Closed afarrel closed 3 years ago
As I was trying to do a test run of the module, there is some discrepancies between the data files we have and the files that are called in the .sh: Files not present: polya_expression_file="${data_path}/pbta-gene-expression-rsem-fpkm.polya.rds" stranded_expression_file="${data_path}/pbta-gene-expression-rsem-fpkm.stranded.rds" normal_expression_file="${references_path}/Brain_FPKM_hg38_matrix.txt.zip" independent_samples_file="${data_path}/independent-specimens.wgswxs.primary-plus.tsv" histologies_file="${data_path}/pbta-histologies-base.tsv"
Files with name discrepancies: arriba_file="${data_path}/pbta-fusion-arriba.tsv.gz" starfusion_file="${data_path}/pbta-fusion-starfusion.tsv.gz" histologies_file="${data_path}/pbta-histologies.tsv"
Should we just modify the .sh to match the files in /data folder and ignore the files not present?

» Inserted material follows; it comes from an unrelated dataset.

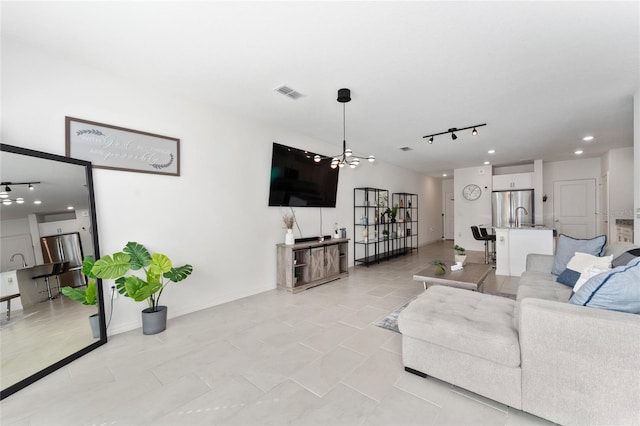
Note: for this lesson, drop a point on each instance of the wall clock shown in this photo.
(471, 192)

Additionally, I have the following questions: For changing project-specific filtering, we need to change values for "group" in 04 as well as related codes in 06 as well, correct?

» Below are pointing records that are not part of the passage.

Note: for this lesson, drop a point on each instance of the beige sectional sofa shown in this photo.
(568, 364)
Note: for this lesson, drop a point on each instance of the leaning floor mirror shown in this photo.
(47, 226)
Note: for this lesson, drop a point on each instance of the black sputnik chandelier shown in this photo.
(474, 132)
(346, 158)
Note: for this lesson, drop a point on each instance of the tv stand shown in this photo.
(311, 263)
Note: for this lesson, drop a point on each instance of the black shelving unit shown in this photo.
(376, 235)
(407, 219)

For running fusion_filtering module by cohort type, could we use a filtered histologies.csv e.g., histologies_pnoc.tsv to run the module?
As I was trying to do a test run of the module, there is some discrepancies between the data files we have and the files that are called in the .sh: Files not present: polya_expression_file="${data_path}/pbta-gene-expression-rsem-fpkm.polya.rds" stranded_expression_file="${data_path}/pbta-gene-expression-rsem-fpkm.stranded.rds"
these are now combined into one file as gene-expression-rsem-fpkm.rds
normal_expression_file="${references_path}/Brain_FPKM_hg38_matrix.txt.zip"
for neuroblastoma, we will have to generate this file for the GTEX adrenal gland - we could either make a new ticket to create this or you can make staggered PRs, with this being one of the first PRs you submit.
independent_samples_file="${data_path}/independent-specimens.wgswxs.primary-plus.tsv"
this, we also have to generate per #37 - @kgaonkar6 was going to work on this, but you can also feel free to take a crack at it if you would like
histologies_file="${data_path}/pbta-histologies-base.tsv"
this is now just histologies.tsv
Files with name discrepancies: arriba_file="${data_path}/pbta-fusion-arriba.tsv.gz" starfusion_file="${data_path}/pbta-fusion-starfusion.tsv.gz" histologies_file="${data_path}/pbta-histologies.tsv"
these all now do not have the pbta-
prefix
Should we just modify the .sh to match the files in /data folder and ignore the files not present?
I think we should make a new shell script for openTargets so that we maintain the OpenPBTA files - thoughts @kgaonkar6 ?
Additionally, I have the following questions: For changing project-specific filtering, we need to change values for "group" in 04 as well as related codes in 06 as well, correct?
yes
For running fusion_filtering module by cohort type, could we use a filtered histologies.csv e.g., histologies_pnoc.tsv to run the module?
It looks like the code can just take the file without filtering (here, histologies.tsv
).
Yes I meant if we want to run the module for cohort == GMKF | CBTN | PNOC, do we run separate analyses? Or how should we do it?
And for the expression matrix, since these are now combined into one file as gene-expression-rsem-fpkm.rds, we will need to modify the codes for that as well, correct?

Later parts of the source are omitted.